Did you know that the state of Louisiana is shrinking? It is losing 25 square miles of land each year. But it is losing more than just land, it is losing a way of life. Mike Tidwell's Bayou Farewell: The Rich Life and Tragic Death of Louisiana's Cajun Coast describes how Louisiana's coastline is literally washing out to sea.

What started as an article for The Washington Post, has turned into a book about life and death of a land and a people. Tidwell knew nothing of the Louisiana Bayou country, of land disappearing under the encroaching sea water. From the scenes of burial vaults disappearing underwater, to telephone poles sticking out like twigs from the rising waters, Tidwell weaves a tale of environmental degradation. The destructive oil company practices of canals and pipelines encourage this land loss, as do the levees designed to stop the Mississippi River from flooding. These practices are some of the driving forces leading to Louisiana's land loss.

There are millions of migratory birds that call these marsh and coastal areas home. It is also a transitional resting point for America's songbird population. Without these coastal areas, whole species may be lost. In addition, these coastal wetlands and marshes protect the interior of Louisiana from the damaging affects of hurricanes - as evidenced by New Orleans flooding from Hurricanes Lili and Isidore. New Orleans is, on average, eight miles below sea level, and is slowly edging toward the Gulf of Mexico. A century ago, it was 50 miles away from the gulf - now it is 20 miles away. The barrier reefs and coastal marshlands provide both a wind block, as well as wave block, diminishing the destructive power of hurricanes on inland areas.

There are also the economic aspects to the loss of land happening in Louisiana. These aspects affect American consumers. The Louisiana's Bayou provides a third of America's seafood: shrimp, crab, fish, etc. Tidwell focuses on the brown shrimp population. Shrimp need a very specific environment to flourish and grow, and Louisiana's Bayou is an excellent incubator. And each and every year Bayou residents work very hard to get these shrimp into America's stores and restaurants. It is a way of life to these people, one that is slowly disappearing.

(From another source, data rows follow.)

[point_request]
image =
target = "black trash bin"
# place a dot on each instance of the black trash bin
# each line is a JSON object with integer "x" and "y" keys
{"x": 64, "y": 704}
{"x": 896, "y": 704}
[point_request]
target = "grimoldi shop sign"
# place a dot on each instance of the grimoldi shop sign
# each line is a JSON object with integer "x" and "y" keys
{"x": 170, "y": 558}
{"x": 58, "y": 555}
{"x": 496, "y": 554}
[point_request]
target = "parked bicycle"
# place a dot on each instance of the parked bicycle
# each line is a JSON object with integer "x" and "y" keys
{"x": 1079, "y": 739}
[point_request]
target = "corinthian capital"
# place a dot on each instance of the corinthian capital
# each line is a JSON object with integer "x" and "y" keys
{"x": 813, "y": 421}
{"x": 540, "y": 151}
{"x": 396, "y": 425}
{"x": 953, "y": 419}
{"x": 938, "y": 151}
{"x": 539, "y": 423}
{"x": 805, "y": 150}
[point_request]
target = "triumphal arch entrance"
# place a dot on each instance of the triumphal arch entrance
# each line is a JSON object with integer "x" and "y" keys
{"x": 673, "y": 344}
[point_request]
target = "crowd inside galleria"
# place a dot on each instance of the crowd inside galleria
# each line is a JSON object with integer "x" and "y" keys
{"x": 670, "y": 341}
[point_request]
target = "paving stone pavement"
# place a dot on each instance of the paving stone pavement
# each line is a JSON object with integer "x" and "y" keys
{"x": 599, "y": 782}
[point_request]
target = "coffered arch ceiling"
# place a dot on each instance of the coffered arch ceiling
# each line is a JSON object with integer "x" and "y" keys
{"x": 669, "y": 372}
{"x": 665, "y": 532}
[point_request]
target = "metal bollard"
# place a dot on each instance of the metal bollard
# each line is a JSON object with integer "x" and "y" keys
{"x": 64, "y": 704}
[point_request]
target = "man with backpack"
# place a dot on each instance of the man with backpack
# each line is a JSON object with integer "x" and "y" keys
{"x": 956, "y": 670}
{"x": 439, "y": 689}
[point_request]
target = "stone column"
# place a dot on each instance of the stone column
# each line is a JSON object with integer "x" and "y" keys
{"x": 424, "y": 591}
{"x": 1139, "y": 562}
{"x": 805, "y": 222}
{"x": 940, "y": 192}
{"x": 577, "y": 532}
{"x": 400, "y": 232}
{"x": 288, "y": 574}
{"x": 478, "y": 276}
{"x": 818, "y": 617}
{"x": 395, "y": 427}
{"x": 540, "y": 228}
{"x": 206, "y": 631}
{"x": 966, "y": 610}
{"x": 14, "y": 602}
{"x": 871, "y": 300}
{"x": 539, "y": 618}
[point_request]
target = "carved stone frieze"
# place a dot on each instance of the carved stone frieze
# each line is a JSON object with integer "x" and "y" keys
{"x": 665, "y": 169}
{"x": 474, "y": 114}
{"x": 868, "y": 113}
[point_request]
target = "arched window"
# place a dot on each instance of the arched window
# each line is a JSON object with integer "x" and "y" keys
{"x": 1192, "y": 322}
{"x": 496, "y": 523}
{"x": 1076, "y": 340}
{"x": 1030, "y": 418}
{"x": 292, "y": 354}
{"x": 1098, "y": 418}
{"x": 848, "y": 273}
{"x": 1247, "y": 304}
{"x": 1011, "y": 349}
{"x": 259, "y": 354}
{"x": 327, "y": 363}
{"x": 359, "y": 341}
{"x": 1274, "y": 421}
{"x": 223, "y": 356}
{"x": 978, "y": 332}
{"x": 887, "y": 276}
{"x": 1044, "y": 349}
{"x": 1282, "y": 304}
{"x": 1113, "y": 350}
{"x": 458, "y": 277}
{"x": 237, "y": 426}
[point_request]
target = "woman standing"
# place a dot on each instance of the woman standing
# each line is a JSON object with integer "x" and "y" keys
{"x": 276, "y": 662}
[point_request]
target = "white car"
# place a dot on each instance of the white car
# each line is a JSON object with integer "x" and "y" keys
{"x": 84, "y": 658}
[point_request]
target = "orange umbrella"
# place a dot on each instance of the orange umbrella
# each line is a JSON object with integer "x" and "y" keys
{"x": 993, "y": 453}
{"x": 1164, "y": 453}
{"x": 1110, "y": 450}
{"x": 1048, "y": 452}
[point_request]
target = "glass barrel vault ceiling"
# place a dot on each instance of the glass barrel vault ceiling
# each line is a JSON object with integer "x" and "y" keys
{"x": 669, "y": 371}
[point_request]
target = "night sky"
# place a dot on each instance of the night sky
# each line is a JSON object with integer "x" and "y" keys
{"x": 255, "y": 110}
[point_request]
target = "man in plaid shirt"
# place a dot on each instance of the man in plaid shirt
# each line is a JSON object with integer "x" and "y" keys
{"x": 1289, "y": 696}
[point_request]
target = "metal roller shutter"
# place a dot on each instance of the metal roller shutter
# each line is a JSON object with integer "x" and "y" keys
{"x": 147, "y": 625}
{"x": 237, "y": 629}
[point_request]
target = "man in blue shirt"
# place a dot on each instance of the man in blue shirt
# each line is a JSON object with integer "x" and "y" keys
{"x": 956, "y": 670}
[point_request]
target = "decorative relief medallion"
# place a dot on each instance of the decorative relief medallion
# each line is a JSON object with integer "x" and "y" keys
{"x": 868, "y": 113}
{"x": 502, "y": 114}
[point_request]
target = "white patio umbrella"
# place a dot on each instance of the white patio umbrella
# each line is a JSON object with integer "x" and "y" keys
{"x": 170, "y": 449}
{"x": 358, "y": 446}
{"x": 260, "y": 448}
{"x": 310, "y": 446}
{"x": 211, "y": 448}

Intertwined with this is the soul of the Louisiana Bayou, the people living and working in a land that is slowing disappearing. From generations of Cajun people, members of the Houma tribe, and the Vietnamese Boat people, Tidwell works and travels with them on their fishing and shrimping boats. There is even a section on Tidwell's travels with a Houma medicine man. Bayou Farewell is replete with the history of each of these peoples. From the original emigration of Cajun people from France, to Canada, and finally to the Louisiana Bayou country. To the Houma Indians, a people that do not have federal recognition as an established tribe, yet have been forced to exist on the edges of the Bayou. He also gives a brief history of the Vietnamese Boat People, of a hard life where every dollar goes back to Vietnam to support families, and in some cases, whole villages. He describes whole communities whose entire way of life is vanishing under water

While this book is being described as a travel book by its publishers, it is also something more. It describes a people, a way of life, and an environment that are under siege from the bad land use practices of the early Twentieth century. It will take most of the Twenty-first century to fix it.